Other religions also have representatives in Brussels, but they are less influential than the Roman Catholic church. Their collective influence is not to be underestimated, however. In addition, religions have influence from the pulpit, if necessary by threatening excommunication if politicians adopt standpoints that are at odds with official doctrine.
We are witnessing the emergence of the European equivalent to the "religious right" in the US. Areas affected by this rise include women's rights, gay rights and sexual and reproductive health rights as well as healthcare (such as contraception, abortion, condoms and IVF). Freedom of expression is also affected, generally in the form of laws against blasphemy. Freedom of religion is often conceived as a collective right of religion to exempt itself from the law, particularly the EU fundamental rights.
Religious lobbies are, for example, highly active against the broad European anti-discrimination directive that is in the works. Under intense pressure from religious lobbies, the European commission was initially reluctant to table a directive by which discrimination against gay people could be combated
Invoking religious freedom, the lobbies are negotiating exceptions to the ban on discrimination, including discrimination against gay people, or for the right of confessional schools to discriminate. In this way, discriminatory practices are effectively being written in stone, while the principle of equality is one of the explicit pillars of European unification.
The European commission scarcely dares to take action when member states invoke religious freedom to disregard EU-fundamental rights.

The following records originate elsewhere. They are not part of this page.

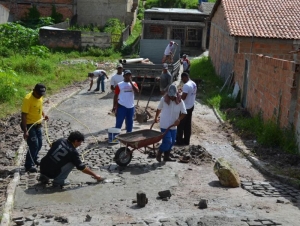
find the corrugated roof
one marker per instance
(206, 7)
(262, 18)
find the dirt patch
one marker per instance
(194, 154)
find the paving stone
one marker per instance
(254, 223)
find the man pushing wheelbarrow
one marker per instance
(171, 110)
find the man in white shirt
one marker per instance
(189, 91)
(185, 63)
(118, 77)
(169, 52)
(171, 110)
(124, 101)
(101, 74)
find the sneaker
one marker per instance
(43, 179)
(31, 170)
(37, 162)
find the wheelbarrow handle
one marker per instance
(166, 129)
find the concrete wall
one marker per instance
(57, 38)
(272, 87)
(97, 12)
(4, 14)
(101, 40)
(19, 8)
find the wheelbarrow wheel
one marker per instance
(123, 156)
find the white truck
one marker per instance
(153, 49)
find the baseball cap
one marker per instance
(127, 72)
(40, 89)
(172, 91)
(119, 65)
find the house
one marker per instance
(259, 42)
(19, 8)
(99, 11)
(85, 12)
(187, 25)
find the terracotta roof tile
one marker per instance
(263, 18)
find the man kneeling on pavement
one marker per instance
(62, 158)
(171, 110)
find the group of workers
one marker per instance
(174, 112)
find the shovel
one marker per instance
(143, 116)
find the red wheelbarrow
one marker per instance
(137, 140)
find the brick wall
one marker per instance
(19, 8)
(221, 45)
(60, 38)
(276, 48)
(272, 87)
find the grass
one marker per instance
(267, 133)
(19, 74)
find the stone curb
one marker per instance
(11, 189)
(260, 165)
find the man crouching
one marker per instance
(62, 158)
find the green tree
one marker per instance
(33, 13)
(56, 16)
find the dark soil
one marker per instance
(277, 160)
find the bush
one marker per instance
(8, 82)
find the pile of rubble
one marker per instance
(195, 154)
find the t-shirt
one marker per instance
(190, 88)
(61, 153)
(98, 73)
(185, 64)
(33, 108)
(169, 49)
(170, 113)
(126, 94)
(165, 81)
(115, 79)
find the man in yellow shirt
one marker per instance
(31, 118)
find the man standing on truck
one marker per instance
(101, 74)
(165, 79)
(171, 110)
(189, 91)
(185, 63)
(118, 77)
(124, 101)
(169, 52)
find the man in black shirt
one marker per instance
(62, 158)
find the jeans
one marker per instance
(168, 140)
(101, 80)
(34, 142)
(65, 171)
(184, 129)
(124, 113)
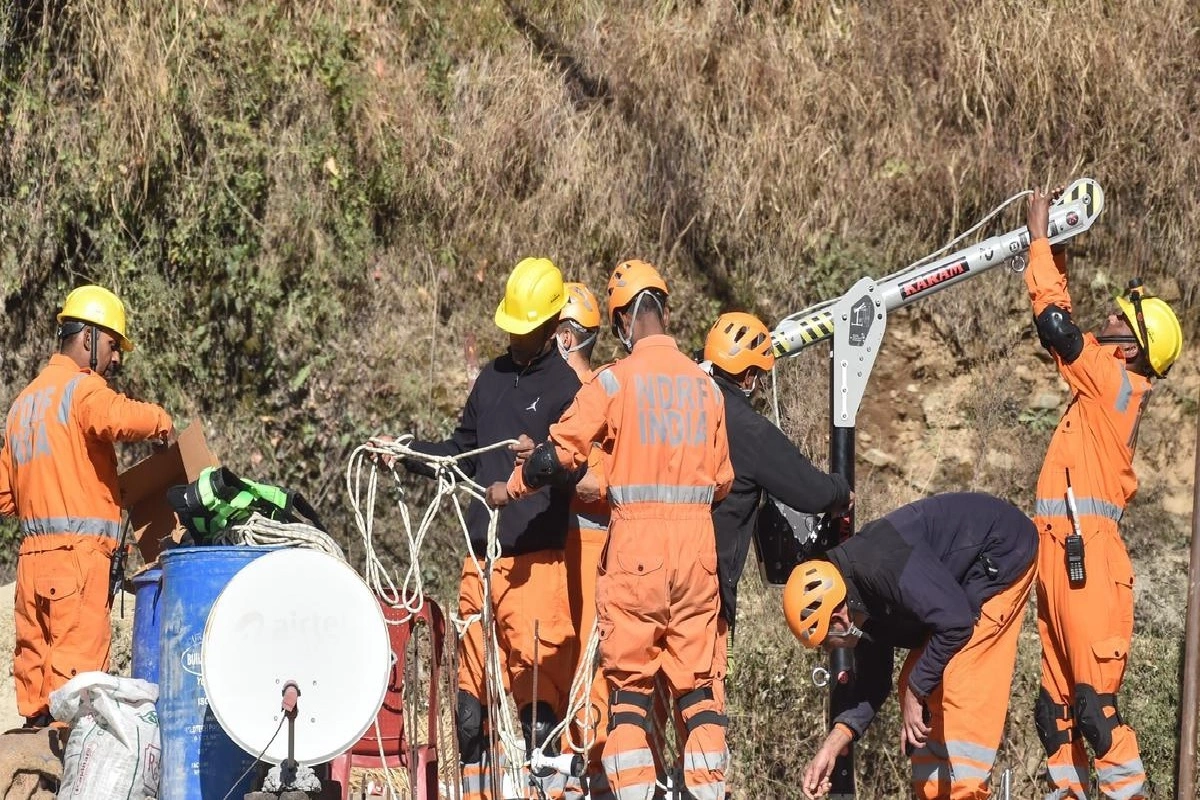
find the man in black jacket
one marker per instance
(763, 458)
(521, 392)
(948, 578)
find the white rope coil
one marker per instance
(261, 531)
(451, 482)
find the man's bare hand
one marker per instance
(497, 494)
(1038, 215)
(816, 781)
(167, 438)
(522, 449)
(588, 488)
(913, 729)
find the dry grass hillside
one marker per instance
(311, 208)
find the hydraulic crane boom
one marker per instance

For example, in the case of Lithuania, when a law was passed that bans the "promotion of homosexuality", effectively rendering gay people invisible.
The controversial Hungarian media law also includes a paragraph of this type, which states that the media must show respect for marriage and the institution of family, whereby the government aims to constitutionally enshrine the definition of marriage as being between a man and woman. The new Hungarian media supervisor has already qualified public expressions of homosexuality as in conflict with these standards, and therefore potentially punishable under the new law. Discrimination of this type is clearly in conflict with the ban on discrimination in the EU treaties.
In the asylum and immigration legislation, religious lobbies are advocating for a conservative definition of "family" for purposes of "family reunification", or against the recognition of homosexuality as grounds for seeking asylum.
The fight against HIV/Aids and the reduction of maternal mortality also form targets for the religious lobbies, which are attempting to impose their own sexual morals such as a ban on condoms.
This is abuse of freedom of religion, which was intended to protect the individual against oppression and coercion on the part of the regime. Religious organisations do not determine where the boundaries of fundamental rights should be set. The EU fundamental rights are currently in the process of finding increasing expression in legislation. It is unacceptable for this legislation to be biased according to a strict religious morality. It is high time for the secular nature of the European project to be re-emphasised. Europe doesn't do God.
Perhaps it is time to replace "freedom of religion" by freedom of beliefs or conscience, an individual right that can be claimed by 500 million Europeans in all of their diversity.